So, I guess I am getting about a C- in the 'blog everyday in May' challenge.  

I am going to do some catching up.

Day 10: Most embarrassing moment (s). Spill. .... Umm, yeah -I am passing on this one.  I did photoblogs instead :) here, here, and here (encase you missed them)

Day 11: Sell yourself in 10 words or less

I can learn and do anything (and then I smile).  

 

Day 12: What do you miss? (a person, a thing, a place, a time of your life...)

I miss Virginia, but I love my family more so in the Midwest I will remain, for a while anyway.  I miss parts of my childhood.  Not school - but being on the farm.  I didn't know how much I loved it until I am without it.  I would love to experience that again, knowing what I know now. 

 

Day 13: Issue a public apology. This can be as funny or as serious or as creative as you want it to be.

I have nothing for this one.   Boring, I know. 

 

Day 14: Ten things that make you really happy

1) Brayden

2) John

3) My family and friends

4) Country Music

5) Being creative - Photography, editing, painting, designing, etc.

6) Learning, anything and everything

7) Field Work.  I love the smell of spring time and fresh tilled earth.  I love seeing planters and combines that start work early and stay late - often to beat forecasted rain or to get it done well Mother Nature will allow.  

8) The American flag and songs associated with it

9) Shopping (I would be a liar if this wasn't on my top 10 list)

10) Dreaming of the future

 

Day 15: A Day in the life (include photos from throughout your typical day - this could be "a photo an hour" if you'd like)

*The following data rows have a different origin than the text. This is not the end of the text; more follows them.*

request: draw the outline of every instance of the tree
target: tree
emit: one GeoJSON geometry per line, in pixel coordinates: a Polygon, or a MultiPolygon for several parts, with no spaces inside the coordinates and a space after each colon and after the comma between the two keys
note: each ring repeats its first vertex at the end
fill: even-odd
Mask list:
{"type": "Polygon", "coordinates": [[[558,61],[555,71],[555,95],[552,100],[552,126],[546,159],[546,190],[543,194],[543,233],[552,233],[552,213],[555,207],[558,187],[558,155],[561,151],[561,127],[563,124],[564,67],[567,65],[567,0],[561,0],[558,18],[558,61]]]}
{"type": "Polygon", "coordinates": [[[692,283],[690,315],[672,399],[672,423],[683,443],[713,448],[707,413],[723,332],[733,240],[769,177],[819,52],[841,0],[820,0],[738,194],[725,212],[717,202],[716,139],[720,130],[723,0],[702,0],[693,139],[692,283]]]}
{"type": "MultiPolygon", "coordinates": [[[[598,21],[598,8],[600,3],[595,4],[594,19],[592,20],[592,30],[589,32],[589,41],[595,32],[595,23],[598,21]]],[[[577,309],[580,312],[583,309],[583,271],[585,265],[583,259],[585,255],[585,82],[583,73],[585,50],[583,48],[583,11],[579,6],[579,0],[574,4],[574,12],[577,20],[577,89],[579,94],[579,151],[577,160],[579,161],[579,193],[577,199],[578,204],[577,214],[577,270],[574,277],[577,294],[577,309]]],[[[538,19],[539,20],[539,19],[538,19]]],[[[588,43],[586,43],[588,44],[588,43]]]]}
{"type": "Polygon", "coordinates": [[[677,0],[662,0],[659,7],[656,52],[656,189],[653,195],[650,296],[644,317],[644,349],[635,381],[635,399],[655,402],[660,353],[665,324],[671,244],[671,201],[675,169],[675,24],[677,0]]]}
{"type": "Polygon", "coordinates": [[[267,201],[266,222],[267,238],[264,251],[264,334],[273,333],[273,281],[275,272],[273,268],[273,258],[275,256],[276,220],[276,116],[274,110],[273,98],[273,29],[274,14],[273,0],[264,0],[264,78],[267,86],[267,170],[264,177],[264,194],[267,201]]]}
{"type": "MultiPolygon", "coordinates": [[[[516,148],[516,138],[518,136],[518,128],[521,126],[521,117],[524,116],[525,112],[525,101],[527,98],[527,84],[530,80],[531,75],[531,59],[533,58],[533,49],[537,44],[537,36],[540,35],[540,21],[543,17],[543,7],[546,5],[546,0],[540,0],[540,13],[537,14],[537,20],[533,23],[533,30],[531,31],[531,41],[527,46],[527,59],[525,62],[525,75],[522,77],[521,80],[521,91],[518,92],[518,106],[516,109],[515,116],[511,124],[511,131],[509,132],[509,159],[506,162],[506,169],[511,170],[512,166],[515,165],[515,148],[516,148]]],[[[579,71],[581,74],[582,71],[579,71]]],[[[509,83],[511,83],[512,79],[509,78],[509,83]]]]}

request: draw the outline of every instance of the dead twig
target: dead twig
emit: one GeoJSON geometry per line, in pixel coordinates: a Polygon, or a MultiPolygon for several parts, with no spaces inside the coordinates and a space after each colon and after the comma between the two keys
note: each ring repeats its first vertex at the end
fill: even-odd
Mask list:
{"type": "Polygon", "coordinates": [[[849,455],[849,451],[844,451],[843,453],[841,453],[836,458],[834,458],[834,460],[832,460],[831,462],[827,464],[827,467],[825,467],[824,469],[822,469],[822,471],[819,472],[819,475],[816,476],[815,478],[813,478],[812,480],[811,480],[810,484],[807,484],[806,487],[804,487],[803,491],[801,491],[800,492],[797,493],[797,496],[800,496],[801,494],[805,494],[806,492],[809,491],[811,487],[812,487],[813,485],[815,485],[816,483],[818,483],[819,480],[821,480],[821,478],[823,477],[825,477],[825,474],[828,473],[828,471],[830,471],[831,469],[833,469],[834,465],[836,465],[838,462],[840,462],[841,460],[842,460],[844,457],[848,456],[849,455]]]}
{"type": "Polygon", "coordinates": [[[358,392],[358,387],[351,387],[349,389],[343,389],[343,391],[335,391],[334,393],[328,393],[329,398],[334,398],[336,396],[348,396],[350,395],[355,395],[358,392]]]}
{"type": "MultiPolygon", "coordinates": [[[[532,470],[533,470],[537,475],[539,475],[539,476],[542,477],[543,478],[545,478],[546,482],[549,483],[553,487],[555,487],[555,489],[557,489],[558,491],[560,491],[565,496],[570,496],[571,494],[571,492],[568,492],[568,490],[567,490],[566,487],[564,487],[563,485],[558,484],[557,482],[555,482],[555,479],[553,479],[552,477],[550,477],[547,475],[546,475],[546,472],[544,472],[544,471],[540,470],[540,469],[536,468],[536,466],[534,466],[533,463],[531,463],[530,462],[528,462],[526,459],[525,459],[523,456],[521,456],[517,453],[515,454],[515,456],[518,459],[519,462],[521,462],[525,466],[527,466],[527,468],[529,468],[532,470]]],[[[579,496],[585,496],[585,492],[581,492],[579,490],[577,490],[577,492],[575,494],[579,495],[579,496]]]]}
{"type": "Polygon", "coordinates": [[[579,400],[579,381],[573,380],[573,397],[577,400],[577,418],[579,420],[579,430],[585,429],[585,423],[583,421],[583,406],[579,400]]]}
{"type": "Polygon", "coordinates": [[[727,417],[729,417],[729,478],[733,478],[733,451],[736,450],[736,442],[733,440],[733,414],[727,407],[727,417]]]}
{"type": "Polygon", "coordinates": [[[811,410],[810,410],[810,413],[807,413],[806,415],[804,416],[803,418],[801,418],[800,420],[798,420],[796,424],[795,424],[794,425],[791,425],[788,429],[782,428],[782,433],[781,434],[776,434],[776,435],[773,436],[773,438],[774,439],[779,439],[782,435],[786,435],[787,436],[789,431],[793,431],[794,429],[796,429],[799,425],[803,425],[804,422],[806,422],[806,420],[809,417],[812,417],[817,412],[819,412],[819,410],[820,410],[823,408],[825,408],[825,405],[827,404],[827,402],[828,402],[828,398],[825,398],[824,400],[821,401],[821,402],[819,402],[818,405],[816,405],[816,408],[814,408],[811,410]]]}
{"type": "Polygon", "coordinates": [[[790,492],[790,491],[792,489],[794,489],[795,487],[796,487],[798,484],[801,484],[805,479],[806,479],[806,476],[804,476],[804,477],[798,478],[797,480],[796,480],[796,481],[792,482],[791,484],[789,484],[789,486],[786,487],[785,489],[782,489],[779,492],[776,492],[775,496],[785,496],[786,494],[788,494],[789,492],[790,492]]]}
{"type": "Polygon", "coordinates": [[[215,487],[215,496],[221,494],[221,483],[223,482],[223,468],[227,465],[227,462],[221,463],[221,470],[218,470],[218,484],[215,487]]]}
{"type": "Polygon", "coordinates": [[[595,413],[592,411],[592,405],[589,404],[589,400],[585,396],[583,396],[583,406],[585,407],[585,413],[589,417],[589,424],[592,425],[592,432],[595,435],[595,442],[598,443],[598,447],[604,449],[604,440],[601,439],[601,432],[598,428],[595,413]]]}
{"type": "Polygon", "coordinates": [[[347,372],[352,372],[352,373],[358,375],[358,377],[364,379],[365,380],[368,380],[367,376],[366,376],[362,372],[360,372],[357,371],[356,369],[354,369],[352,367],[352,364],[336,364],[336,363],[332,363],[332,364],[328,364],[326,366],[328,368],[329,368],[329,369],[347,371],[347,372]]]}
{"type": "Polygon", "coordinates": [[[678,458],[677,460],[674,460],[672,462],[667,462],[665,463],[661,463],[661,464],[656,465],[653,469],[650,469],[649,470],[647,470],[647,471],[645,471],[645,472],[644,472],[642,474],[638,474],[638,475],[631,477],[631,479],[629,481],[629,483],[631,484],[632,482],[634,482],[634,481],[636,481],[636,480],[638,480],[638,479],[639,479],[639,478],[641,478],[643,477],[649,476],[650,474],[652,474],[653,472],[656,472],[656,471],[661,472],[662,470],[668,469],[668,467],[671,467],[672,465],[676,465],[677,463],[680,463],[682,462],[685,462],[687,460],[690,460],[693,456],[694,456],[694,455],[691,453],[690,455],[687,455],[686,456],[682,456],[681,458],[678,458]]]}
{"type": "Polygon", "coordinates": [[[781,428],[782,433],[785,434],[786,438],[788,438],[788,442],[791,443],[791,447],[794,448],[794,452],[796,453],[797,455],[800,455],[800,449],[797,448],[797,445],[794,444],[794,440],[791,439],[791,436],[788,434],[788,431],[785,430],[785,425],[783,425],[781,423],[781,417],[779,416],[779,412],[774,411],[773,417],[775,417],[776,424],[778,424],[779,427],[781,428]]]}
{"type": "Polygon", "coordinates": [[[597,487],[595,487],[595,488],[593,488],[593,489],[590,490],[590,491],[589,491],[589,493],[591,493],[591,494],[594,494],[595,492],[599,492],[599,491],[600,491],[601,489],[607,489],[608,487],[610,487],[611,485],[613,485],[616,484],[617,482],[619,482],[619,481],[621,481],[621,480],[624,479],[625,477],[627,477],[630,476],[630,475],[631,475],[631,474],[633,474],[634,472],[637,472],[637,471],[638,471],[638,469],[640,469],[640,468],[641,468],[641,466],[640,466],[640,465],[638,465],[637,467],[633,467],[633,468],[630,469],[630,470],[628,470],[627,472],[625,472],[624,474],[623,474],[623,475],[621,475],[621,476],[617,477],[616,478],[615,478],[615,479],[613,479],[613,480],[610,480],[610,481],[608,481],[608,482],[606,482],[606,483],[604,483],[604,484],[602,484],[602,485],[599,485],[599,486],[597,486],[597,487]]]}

Please excuse the cell pictures, but it is a glipse.  

Wake up to this:

 

Shower, coffee (made a delivered by John), breakfast for B (usually in bed), finish getting ready, walk to daycare, walk back home, leave for work, Manage a "Quality Management System" and all of the joys that go along with my 9-5'er, get Brayden, go home, snack, make dinner, do laundry, get ready for the next day, Bath Brayden, Play with Brayden, say "no" a million times,  Say "yes" and answer "Why" a million times, and in between it all I answer photography emails, schedule appointments, take pictures, edit pictures, edit more pictures, blog about pictures or life in general.  And currently planning a wedding...  Caterers, favors, bands, center pieces, photographers, rings, shoes, ...  Oh, and I shop for antiques or vintage items - always explaining 'why' to John.  "It is for the wedding or it is a prop or I am going to paint it and resell it."  God Bless him, he usually just smiles :)  Our days are busy, and sometimes long - but, I love it. 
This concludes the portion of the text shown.